J HARIDY, C JAYASEKERA AND AJ NICOLL Department of Gastroenterology and Hepatology, The Royal Melbourne Hospital, Melbourne Australia Background: Primary Biliary Cirrhosis (PBC) is a progressive cholestatic disease

associated with the development of cirrhosis and liver failure. Ursodeoxycholic acid (UDCA) is the only medication currently approved for therapy. The biochemical response to UDCA correlates with long-term prognosis of PBC, with evidence of increased risk of mortality and liver transplantation in non-responders.1 Multiple agents are in development as second-line treatments for non-responders to UDCA. Aim: To determine the proportion of patients with known PBC who have responded adequately to initiation of UDCA. Method: A retrospective review of PBC patients located from the Liver database was conducted. Patients were excluded if they had not completed 12 months Quizartinib of UDCA or incomplete information to allow analysis. Diagnosis of PBC was confirmed when 2/3 of cholestatic biochemistry, anti-mitochondrial antibody testing

and histopathological correlates were positive. Prior history of UDCA dosage regimen was located from medical records and pharmacy dispensing systems. Compliance with UDCA was confirmed through a phone interview. Biochemical Selleckchem Sotrastaurin response was defined as an AST and ALP < 1.5 times the upper limit of normal range, with normal range bilirubin after 12 months of therapy with UDCA (Paris II Criteria).2 Results: 8 patients with confirmed PBC were identified that fit the inclusion criteria from a total

1142 patients on the liver database. Mean follow-up times were 39 +/− 13 months and median follow-up 28 (range 12 – 121) months.
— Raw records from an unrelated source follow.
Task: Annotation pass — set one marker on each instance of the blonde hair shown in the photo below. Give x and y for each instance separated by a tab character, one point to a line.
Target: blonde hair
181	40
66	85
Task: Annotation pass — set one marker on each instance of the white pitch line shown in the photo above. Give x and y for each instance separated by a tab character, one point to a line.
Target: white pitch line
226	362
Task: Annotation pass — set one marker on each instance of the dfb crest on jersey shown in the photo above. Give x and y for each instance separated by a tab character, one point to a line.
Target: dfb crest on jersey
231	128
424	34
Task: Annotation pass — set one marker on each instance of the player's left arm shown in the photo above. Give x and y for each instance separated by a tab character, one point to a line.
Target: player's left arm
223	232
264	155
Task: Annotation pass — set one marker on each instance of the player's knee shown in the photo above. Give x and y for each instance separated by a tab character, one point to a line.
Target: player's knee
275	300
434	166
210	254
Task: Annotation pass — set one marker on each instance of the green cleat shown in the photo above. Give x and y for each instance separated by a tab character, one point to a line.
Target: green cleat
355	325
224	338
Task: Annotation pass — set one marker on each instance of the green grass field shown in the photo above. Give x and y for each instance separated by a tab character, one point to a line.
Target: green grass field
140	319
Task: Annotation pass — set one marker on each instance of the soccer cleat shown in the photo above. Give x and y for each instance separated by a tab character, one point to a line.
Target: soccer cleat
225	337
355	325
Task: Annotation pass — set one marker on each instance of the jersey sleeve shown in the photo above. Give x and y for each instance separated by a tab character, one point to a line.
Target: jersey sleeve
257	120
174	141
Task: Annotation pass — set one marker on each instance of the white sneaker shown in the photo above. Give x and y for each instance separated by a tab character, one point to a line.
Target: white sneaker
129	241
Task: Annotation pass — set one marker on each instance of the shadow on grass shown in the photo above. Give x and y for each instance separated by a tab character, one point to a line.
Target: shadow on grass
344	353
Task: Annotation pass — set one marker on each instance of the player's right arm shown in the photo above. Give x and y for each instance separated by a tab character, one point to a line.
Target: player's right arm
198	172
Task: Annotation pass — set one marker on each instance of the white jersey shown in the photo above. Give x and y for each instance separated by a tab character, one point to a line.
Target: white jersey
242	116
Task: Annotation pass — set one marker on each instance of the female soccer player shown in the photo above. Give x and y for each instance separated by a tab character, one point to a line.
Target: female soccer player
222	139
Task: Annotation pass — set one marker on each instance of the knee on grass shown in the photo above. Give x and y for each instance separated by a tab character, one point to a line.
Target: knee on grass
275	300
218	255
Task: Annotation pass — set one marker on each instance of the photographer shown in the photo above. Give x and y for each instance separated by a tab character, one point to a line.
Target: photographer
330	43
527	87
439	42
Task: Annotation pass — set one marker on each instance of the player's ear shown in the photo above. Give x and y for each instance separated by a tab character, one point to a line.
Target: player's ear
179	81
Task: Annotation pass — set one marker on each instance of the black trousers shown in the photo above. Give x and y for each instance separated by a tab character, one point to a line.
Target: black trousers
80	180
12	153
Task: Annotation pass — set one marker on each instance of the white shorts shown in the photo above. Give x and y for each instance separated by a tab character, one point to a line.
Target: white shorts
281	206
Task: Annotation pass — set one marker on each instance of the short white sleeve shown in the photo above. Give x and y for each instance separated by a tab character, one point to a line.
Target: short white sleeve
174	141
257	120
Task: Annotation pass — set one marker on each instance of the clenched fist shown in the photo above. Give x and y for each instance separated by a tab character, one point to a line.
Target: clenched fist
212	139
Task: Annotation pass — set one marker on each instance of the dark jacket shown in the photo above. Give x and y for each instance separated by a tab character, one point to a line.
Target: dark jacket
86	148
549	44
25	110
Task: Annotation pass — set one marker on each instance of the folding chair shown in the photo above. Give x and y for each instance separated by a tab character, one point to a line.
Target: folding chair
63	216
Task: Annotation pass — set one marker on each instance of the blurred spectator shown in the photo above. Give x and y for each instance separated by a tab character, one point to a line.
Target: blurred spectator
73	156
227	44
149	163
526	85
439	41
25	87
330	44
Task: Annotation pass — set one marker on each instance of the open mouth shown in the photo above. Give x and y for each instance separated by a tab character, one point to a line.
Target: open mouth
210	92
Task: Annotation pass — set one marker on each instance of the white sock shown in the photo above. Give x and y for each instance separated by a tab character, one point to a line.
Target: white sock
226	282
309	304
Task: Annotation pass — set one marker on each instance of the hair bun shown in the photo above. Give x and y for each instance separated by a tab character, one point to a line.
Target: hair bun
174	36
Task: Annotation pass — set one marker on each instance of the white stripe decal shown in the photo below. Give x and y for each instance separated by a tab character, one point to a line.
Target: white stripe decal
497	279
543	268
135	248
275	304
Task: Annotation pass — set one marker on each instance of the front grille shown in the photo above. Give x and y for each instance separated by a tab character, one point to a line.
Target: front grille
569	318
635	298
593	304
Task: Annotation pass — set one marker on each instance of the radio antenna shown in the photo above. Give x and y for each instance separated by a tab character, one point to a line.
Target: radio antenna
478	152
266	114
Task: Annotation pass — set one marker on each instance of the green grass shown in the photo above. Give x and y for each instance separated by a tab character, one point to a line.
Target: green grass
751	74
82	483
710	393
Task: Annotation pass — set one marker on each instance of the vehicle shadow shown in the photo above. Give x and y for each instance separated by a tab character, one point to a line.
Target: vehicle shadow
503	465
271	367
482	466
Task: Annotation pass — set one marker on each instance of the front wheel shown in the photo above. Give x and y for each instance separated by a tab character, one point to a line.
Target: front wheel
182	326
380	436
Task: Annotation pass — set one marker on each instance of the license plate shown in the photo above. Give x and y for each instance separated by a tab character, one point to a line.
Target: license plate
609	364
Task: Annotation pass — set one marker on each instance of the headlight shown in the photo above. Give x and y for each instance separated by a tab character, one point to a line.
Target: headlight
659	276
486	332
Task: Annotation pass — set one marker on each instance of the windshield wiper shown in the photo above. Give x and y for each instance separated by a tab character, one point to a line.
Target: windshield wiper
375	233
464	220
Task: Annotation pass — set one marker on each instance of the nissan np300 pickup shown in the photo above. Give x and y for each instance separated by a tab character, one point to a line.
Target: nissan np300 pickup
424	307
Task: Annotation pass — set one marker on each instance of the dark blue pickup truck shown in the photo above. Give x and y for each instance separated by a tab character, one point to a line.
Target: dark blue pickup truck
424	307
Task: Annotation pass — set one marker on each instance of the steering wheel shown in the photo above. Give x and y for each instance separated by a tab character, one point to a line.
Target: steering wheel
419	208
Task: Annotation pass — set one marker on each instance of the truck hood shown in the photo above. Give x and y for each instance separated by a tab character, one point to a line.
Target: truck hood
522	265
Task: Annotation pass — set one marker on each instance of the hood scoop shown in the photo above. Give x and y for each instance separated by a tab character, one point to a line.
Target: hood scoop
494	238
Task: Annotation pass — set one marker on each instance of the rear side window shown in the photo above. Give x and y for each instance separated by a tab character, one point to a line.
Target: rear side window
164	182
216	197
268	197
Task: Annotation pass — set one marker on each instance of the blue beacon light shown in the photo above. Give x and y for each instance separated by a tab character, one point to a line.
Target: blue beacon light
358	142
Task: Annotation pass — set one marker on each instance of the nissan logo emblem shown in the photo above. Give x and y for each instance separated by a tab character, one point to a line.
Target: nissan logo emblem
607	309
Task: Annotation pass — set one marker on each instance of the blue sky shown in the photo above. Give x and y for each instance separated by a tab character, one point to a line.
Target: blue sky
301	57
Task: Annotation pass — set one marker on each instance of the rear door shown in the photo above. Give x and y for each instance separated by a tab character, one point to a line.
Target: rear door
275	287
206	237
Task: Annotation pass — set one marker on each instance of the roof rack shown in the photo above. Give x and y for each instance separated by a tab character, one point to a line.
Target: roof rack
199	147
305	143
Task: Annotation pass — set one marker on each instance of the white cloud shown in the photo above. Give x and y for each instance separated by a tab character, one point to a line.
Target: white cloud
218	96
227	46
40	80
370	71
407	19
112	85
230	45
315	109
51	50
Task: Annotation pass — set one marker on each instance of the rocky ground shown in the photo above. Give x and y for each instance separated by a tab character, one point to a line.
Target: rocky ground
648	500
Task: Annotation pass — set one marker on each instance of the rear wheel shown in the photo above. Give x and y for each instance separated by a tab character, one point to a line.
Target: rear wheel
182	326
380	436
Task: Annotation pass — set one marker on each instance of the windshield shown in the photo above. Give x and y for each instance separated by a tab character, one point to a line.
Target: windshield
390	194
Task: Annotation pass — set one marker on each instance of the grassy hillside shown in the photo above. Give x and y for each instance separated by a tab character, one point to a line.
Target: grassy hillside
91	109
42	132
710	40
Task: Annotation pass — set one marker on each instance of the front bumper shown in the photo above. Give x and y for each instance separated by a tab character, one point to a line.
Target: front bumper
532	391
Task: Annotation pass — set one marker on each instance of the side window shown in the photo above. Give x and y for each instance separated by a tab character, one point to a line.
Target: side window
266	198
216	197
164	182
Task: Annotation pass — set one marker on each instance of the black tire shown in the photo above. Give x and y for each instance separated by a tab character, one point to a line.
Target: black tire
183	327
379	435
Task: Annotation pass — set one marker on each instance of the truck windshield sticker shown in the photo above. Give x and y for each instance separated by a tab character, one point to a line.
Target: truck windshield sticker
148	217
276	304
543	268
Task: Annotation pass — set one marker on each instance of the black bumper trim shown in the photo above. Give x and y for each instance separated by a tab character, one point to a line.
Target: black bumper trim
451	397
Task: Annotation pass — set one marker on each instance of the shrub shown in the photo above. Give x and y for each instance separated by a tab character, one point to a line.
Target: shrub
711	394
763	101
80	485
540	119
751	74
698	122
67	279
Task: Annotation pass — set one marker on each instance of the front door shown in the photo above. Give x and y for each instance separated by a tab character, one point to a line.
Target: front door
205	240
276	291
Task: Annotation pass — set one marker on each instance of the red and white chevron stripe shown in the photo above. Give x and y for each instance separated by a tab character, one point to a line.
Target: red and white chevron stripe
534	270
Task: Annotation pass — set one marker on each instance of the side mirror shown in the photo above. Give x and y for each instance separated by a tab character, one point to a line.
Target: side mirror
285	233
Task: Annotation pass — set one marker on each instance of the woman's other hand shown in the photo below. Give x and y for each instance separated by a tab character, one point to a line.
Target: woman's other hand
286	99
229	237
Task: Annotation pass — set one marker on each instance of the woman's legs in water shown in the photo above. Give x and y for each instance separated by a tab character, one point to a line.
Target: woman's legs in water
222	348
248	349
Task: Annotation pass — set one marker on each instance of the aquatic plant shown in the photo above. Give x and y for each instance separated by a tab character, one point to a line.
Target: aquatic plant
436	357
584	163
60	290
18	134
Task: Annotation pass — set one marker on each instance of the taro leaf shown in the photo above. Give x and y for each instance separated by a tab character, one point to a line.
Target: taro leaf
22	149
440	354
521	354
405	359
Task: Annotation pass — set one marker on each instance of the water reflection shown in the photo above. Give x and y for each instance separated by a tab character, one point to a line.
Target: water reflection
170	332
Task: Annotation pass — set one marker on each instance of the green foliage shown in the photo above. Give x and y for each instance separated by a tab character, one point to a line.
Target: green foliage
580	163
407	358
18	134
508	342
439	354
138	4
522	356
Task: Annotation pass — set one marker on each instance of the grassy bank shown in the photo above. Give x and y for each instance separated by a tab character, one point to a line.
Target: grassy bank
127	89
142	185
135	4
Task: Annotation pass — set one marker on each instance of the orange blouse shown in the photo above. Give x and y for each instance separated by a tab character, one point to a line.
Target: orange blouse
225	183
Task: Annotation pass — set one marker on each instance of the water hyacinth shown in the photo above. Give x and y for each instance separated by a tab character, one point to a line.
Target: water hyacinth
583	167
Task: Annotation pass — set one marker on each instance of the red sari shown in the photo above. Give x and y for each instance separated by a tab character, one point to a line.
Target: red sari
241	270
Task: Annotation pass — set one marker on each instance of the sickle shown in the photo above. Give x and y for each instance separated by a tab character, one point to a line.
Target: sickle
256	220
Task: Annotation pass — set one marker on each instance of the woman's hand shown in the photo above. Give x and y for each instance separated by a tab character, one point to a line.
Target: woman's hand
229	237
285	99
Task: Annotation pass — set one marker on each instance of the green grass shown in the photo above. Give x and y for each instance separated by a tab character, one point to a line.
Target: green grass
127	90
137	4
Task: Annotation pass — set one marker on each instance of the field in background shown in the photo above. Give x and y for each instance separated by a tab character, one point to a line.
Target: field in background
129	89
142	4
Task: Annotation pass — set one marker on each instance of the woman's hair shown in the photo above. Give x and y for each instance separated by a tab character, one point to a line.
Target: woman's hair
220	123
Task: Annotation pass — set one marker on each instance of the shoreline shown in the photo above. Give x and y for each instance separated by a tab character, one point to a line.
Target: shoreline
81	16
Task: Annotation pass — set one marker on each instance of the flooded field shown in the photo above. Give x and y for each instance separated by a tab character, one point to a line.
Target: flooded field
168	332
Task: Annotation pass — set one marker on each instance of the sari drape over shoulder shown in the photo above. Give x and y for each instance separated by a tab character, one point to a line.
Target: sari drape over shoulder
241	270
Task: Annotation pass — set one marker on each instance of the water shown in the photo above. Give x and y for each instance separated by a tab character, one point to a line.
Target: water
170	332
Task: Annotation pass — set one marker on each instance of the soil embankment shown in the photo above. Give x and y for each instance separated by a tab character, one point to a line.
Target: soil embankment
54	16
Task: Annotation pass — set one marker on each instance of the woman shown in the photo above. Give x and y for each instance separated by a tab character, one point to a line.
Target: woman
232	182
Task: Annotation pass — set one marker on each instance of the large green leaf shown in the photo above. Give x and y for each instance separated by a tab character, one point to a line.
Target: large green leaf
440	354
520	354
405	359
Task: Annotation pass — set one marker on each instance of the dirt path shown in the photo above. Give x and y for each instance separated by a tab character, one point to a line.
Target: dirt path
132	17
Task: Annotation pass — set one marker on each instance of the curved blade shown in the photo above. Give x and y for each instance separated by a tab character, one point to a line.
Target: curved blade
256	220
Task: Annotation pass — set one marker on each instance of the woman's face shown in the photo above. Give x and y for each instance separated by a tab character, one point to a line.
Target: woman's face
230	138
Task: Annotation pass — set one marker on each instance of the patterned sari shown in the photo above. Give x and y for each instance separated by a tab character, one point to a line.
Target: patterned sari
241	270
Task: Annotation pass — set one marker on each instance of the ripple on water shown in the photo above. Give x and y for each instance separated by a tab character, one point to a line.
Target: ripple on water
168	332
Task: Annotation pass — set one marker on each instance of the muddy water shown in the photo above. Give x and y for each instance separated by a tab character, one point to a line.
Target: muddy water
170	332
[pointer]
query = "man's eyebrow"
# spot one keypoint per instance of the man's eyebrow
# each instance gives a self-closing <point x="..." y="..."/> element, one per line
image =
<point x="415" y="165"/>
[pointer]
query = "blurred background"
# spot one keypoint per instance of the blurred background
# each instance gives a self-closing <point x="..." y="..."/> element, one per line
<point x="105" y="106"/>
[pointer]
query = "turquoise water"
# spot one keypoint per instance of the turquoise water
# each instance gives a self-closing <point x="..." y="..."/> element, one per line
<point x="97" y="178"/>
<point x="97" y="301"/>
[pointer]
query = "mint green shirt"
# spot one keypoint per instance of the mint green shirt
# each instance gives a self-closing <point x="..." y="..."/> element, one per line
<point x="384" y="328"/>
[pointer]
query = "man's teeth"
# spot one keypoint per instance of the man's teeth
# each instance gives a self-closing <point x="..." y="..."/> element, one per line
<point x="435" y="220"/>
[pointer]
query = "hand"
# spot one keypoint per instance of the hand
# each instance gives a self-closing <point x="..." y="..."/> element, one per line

The mean age of patients at initiation of UDCA was 59 years and 7/8 (88%) were female. MCE 3/8 patients (38%) had an incomplete biochemical response to UDCA and may be suitable for a trial of alternative treatment. Responders tended to be younger than non-responders (mean 55 vs 63 years old). The single male case was a non-responder. 2 patients died during the followup period, 1 was a non-responder (time from initiation of UDCA 121 months) and the other a responder (time from initiation of UDCA to death 101 months). 2/8 patients (25%) had evidence of portal hypertension, both of which were non-responders. One patient had evidence overlap features with autoimmune hepatitis, and was a responder. Conclusion: In a busy tertiary centre liver clinic, PBC comprises a small number of patients seen. UDCA appears to have had a successful biochemical outcome in 5/8 patients treated. Responders tended to be younger at the time of UDCA initiation, and less likely to develop portal hypertension during followup. Alternative treatment will need to be considered in the 3/8 non-responders. 1 Kuiper EM, Hansen BE, de Vries RA, den Ouden-Muller JW, van Ditzhuijsen TJ, Haagsma EB, et al.